No Depósito de Material de Guerra, em Moscavide, um tal capitão Saraiva surripiou uns milhares de G-3 e algumas foram distribuídas por vários bandos entre os quais a Intersindical. O PCP controlava os Fuzileiros e Álvaro Cunhal incendiava os ânimos comunistas com tiradas eloquentes. Otelo incentivava o COPCON, onde, entre os muros, se cometiam crimes ao nível dos praticados pela PIDE antes do 25 de Abril.
Na hora H, atribuiram-me uma missáo: inutilizar o canhão 88 postado no viaduto sobre a minúscula auto-estrada Lisboa-Vila Franca de Xira. Antes de chegarmos ao objectivo pela calada da noite recebo uma mensagem que afinal o RALIS se rendia às forças do tenente-coronel Ramalho Eanes. Passara-lhes por completo o ardor revolucionário. No emaranhado de reuniões e comunicações entre unidades, partidos políticos e o Presidente da República, general Costa Gomes, as movimentações acontecem em cadeia. Mário Soares e uns quantos socialistas fogem para o Porto, Álvaro Cunhal sai de cena e o brigadeiro Otelo refugia-se em casa...
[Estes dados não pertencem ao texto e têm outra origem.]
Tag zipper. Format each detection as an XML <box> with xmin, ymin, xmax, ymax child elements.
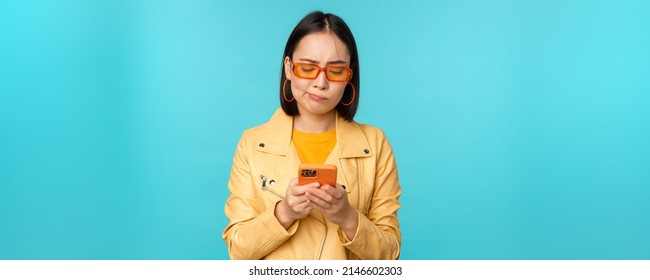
<box><xmin>260</xmin><ymin>175</ymin><xmax>285</xmax><ymax>199</ymax></box>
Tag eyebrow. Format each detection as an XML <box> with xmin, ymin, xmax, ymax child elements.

Duas companhias de pára-quedistas chegadas do Ultramar recusam-se a alinhar com os companheiros que tomaram as bases e passam imediatamente â disponibilidade. Os Comandos do coronel Jaime Neves assaltam os "páras" rebeldes, na esmagadora maioria praças, alguns sargentos e apenas um oficial, que estavam entricheirados no GDACI, em Monsanto. Também eles perderam o fervor revolucionário e não deram luta. Na manhá do dia 26 é o assalto dos Comandos ao famigerado antro de cobardes da Polícia Militar. O tenente Coimbra e o furriel Pires são vítimas mortais, nas nossas forças, do fogo traiçoeiro pelas costas oriundo das casernas deCavalaria 7, situadas no lado esquerdo da Calçada da Ajuda. Na parada de Lanceiros 2 tomba um militar e uma Chaimite arromba o portão.
O coronel Jaime Neves eleva a sua autoridade ao máximo e consegue evitar que a vingança pela morte dos dois graduados "comandos" seja levada a cabo. A dicotomia revolucionários-moderados acabava ali e a democracia ocidental estava salva das garras do totalitarismo social-comunista. Lisboa, Setúbal e Barreiro eram sobrevoados por aviões F-86F que assinalavam o ponto final no marxismo.
Ainda hoje se discute acaloradamente o que aconteceria se o COPCON e os Fuzileiros e as restantes unidades simpatizantes do socialismo do Leste europeu não tivessem recolhido às casernas. Que haveria uma guerra civil generalizada não duvido. Porém também não seria difícil prever o desfecho. O "nosso" lado estava dispunha de forças muito mais poderosas: Escola Prática de Cavalaria, Escola Prática de Infantaria, Escola Prática de Artilharia, Regimento de Comandos, Regimento de Cavalaria de Estremoz, Regimento de Cavalaria de Braga, Regimento de Cavalaria de Santa Margarida, Força Aérea, etc.
Já lá vão 42 anos e desde então as armas calaram-se. Sõ as usei depois para instrução ou serviço. Saudades? Tenho. Dos meus vinte e poucos anos de então. Só!